Little Traverse Lake, infected in 1998
Native to the Caspian Sea and Ural River, zebra mussels spread across Europe more than a century ago via canal construction. Then came the transatlantic shipping era. Vessels from freshwater European ports arrived in the Great Lakes carrying ballast water full of zebra mussel larvae. When the ships picked up their American cargo, they dumped their ballast into the Great Lakes. The first North American zebra mussels were seen in 1988. They appeared in Lake St. Clair, a small lake connecting Lake Huron and Lake Erie. By 1990, they had spread to all the Great Lakes. In parts of Lake Erie, there are more than one million zebra mussels per square meter.
Cedar Lake, infected in 2000
Zebra mussels have a devastating impact on our native mussels. Clams covered with zebra mussels cannot feed, breathe, move, grow, or reproduce efficiently. Could you? Thousands of zebra mussels might layer up on one native mussel, often quadrupling the clam’s initial weight.
While the native clams’ appetites diminish, zebra mussels continue to feed heartily, sucking up the algae that would normally go to the clams, snails and small fish. Because one mussel can filter food out of up to a gallon of water per day, an infested lake or river becomes very clear very quickly. Extremely dirty lakes like Lake Erie can benefit greatly from the zebra mussels’ purifying powers.

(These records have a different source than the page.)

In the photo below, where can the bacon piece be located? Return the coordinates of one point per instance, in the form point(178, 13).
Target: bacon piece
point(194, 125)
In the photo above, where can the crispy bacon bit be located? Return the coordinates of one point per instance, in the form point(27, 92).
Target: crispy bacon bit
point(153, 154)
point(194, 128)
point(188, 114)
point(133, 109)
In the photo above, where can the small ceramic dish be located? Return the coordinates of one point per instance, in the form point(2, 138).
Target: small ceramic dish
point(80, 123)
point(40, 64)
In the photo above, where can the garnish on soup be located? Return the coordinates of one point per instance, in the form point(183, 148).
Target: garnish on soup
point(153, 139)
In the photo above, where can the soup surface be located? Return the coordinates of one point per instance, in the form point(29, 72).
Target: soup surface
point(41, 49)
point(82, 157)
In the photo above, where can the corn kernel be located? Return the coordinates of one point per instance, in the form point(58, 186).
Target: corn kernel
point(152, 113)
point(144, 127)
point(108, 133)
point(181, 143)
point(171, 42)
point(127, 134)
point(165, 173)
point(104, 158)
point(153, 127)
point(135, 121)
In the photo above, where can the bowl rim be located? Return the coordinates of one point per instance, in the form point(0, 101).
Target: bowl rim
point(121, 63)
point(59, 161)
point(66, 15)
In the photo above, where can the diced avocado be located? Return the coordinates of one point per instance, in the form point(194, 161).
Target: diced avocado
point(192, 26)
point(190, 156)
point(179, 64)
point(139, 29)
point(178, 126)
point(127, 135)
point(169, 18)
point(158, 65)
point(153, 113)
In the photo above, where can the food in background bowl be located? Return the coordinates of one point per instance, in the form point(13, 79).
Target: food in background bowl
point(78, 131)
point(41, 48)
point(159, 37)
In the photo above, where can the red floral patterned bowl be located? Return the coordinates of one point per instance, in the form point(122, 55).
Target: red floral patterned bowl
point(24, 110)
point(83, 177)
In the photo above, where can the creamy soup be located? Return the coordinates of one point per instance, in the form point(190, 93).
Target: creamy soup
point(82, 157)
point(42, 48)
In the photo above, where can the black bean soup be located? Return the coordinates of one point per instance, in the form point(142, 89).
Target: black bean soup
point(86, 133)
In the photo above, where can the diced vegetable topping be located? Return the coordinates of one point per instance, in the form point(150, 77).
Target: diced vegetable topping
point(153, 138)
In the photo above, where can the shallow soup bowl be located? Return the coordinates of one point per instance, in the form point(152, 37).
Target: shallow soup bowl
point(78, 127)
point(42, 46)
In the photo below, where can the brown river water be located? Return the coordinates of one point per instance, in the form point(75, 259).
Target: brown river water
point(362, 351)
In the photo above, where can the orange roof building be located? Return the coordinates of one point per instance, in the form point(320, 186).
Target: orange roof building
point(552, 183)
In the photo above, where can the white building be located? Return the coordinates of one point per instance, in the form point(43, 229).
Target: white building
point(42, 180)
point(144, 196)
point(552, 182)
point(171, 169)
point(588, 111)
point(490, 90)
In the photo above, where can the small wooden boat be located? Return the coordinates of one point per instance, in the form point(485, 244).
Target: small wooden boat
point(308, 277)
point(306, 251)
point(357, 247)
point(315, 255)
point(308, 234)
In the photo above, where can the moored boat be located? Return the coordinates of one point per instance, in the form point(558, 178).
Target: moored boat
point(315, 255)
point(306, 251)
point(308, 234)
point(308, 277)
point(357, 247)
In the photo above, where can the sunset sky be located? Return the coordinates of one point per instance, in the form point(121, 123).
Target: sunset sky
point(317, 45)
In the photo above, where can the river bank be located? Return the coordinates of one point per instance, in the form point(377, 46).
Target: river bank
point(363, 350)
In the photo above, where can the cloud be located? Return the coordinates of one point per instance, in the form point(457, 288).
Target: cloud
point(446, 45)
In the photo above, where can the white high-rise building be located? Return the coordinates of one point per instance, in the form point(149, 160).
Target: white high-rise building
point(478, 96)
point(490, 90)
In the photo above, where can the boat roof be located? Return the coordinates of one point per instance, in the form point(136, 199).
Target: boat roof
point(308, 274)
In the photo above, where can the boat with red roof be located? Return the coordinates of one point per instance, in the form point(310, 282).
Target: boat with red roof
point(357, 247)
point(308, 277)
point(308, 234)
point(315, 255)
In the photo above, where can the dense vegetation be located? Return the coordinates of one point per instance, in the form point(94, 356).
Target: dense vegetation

But according to Meg Woller, Leelanau Conservancy Stewardship Director, “There’s a flip side to water clarity … The water is clear because there’s no food.” When native invertebrates and small fish starve away, larger lake-dwellers need to look harder for a meal. Zebra mussels are fraying the food web.
As a food source themselves, zebra mussels are the twinkies of the freshwater world — tasty and filling, but devoid of nutrients. Fishermen describe pulling in sickly, starved whitefish with bellies full of zebra mussels.
Zebra mussels directly impact our own species as well. They clog city water-intake lines and other industrial facilities. The pipes at one Michigan power plant were victimized by 700,000 zebra mussels per square meter. Farms and golf courses are vulnerable as well, via irrigation. Boaters suffer increased drag and engine damage from attached mussels. Navigational buoys sink under the colonies’ multi-ton weight. Encrustations damage steel and concrete bridge supports. Shipwrecks, dock pilings and other underwater artifacts deteriorate when covered by the mussels. Tourism suffers when zebra mussel waste creates algal blooms, foaming and fish kills.
We have no good weapons for fighting the zebra mussel war. These adaptable molluscs put up a tough fight. Physical removal is tedious, damages underwater structures, and is seldom permanent, except in very new colonies. Chemical attacks damage innocent organisms. Boater education does slow the spread of the mussels, but only for so long, as seen in the case of Glen Lake.
Glen Lake, infected in 2002
Because the Glen Lake zebra mussel infestation is yet young, physical removal is still a viable way to control the population. If you see a clam or plant with zebra mussels attached to it, scrape off the mussels. They attach to their substrates via byssi, or dark mucous-laden threads. When you pull the zebra mussels off a clam, the byssi usually stretch and break. The ripping of its byssal threads kills the mussel; it’s like you having your guts ripped out. Try to contain the dead mussels in a bag or other enclosed container, just in case a few of the beasts escaped with their byssi unbroken (that is, with their guts intact).